The trouble is that the egg never dies. It is full of all classes of microbes and once the egg is down below in your bag, they do start moving around and eating things, delighted with themselves. No trouble to them to start some class of an ulcer on the sides of the bag.
I see.
Just imagine all your men down there walking up and down your stomach and maybe breeding families, chawing and drinking and feeding away there, it’s a wonder we’re not all in our graves man, with all them hens in the country.
I must remember to avoid eggs.
I chance an odd one meself but one of these days I’ll be a sorry man. Here’s me Drimnagh bus.
I’ll have to lave yeh.
Goodbye.”
Not so hilarious is a report on battery egg production in a recent Independent on Sunday. ‘Compassion in World Farming’, along with an Independent journalist visited Holsworthy Beacon Farm in Devon, a family-owned entity which produces more than 100 million eggs a year for Noble Foods, a company which supplies 70 per cent of the UK egg market.
Set in a rural idyll, the reality inside the farm is grim. Conditions at the farm are thought to be representative of other battery chicken plants across the country. Chickens are crammed five to a cage, stocked in rows from floor to ceiling.
Hens were unable to spread their wings fully, nest or exhibit other natural behaviour. Some had large bare patches where they had lost their feathers.
Dr Lesley Lambert, director of research for ‘Compassion in World Farming’, claims that “caged birds have little space in which to move. Throughout their adult life they cannot exercise. The amount of space they have in a barren battery cage is less than a sheet of A4 paper per hen. They spend their whole lives standing on a wire mesh. The system is designed for maximum production, without any reference to animal welfare.
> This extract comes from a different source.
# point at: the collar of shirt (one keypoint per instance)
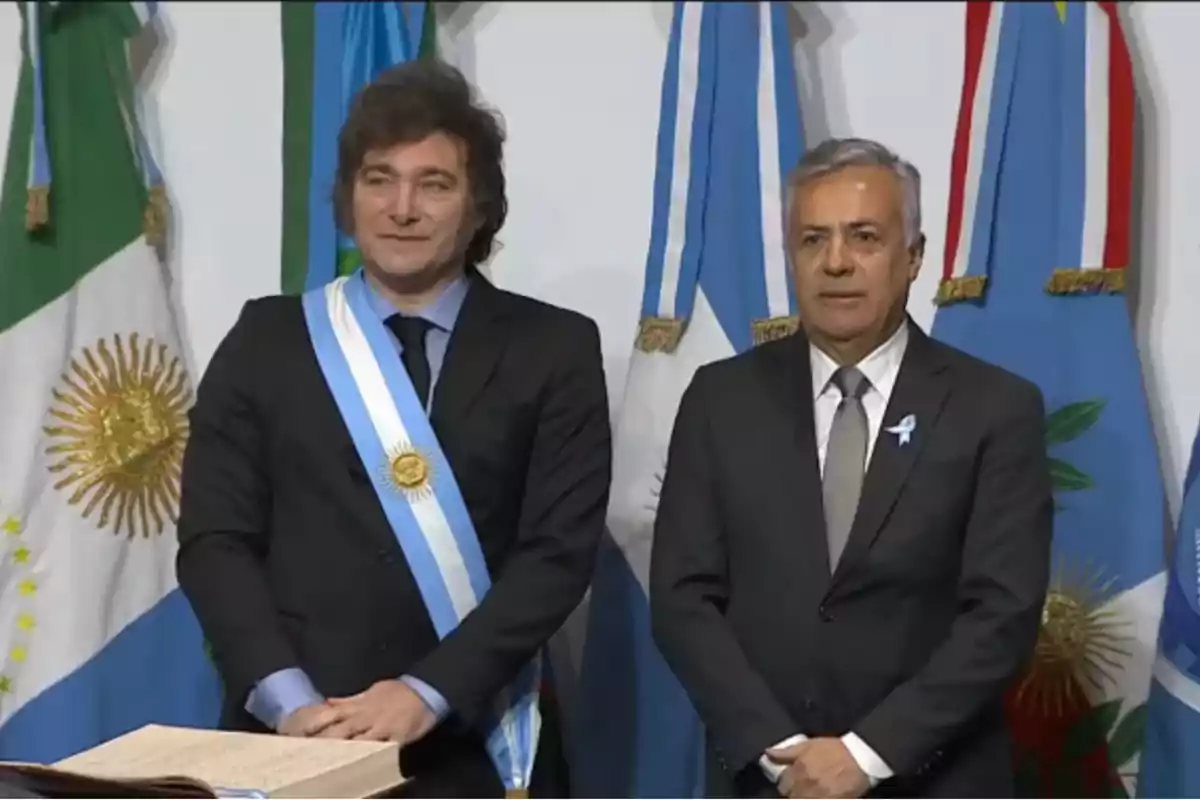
(442, 313)
(881, 367)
They never, ever go outdoors, have natural light or exercise.”
The European Union banned these conditions for egg production in 1997. As a result of lobbying by the egg industry, Britain has managed to stave off the implementation of the ban until 2012, when the barren cages are to be replaced by slightly larger ‘enriched’ cages with perches.
I do not know what conditions apply about egg-production in Ireland, but suspect it may not be much different than in Britain.
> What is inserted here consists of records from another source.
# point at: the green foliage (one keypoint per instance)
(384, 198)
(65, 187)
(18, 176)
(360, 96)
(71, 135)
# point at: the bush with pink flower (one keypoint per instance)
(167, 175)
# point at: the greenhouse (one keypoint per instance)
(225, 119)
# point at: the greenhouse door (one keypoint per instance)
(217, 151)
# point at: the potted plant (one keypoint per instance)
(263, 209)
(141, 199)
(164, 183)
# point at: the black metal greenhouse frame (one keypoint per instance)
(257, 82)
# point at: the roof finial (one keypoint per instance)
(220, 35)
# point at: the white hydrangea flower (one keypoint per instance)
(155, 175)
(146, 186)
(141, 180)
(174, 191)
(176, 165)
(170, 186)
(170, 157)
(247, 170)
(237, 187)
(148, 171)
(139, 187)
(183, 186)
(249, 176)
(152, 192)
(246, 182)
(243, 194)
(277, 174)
Why should we care about battery egg production? Is it not an example of the cheap food policies that have been pursued since the end of the Second World War in Western Europe and the US? Have we not bought enthusiastically into these policies?
I suggest we should care for two reasons. From the Christian perspective we are challenged to believe that the world of nature is given to us for stewardship, not for abuse. Part of this stewardship involves a sensitivity towards the animals and birds who populate the world with us. They also reveal the glory of God in tangible ways. The point is well made in William Blake’s poem, ‘The Lamb’:

“Little Lamb, who made thee?
Dost thou know who made thee?
Gave thee life and bid thee feed
By the stream and o’er the mead;
Gave thee clothing of delight,
Softest clothing, woolly, bright;
Gave thee such a tender voice,
Making all the vales rejoice.
Little Lamb, who made thee?
Dost thou know who made thee?

Little Lamb, I’ll tell thee,
Little Lamb, I’ll tell thee:
He is called by thy name,
For he calls himself a Lamb.
He is meek and he is mild,
He became a little child.”

The second reason we should care is that we are, physically, what we eat and drink. So we need to be concerned about the food chain. Food produced in forced circumstances, sometimes with the addition of chemicals, is unlikely to enhance our health. People often speculate about the prevalence of cancer today. There may well be a link between such prevalence and the factory farm syndrome.
Modern life has become so complex. Food production is just another worry in the mix.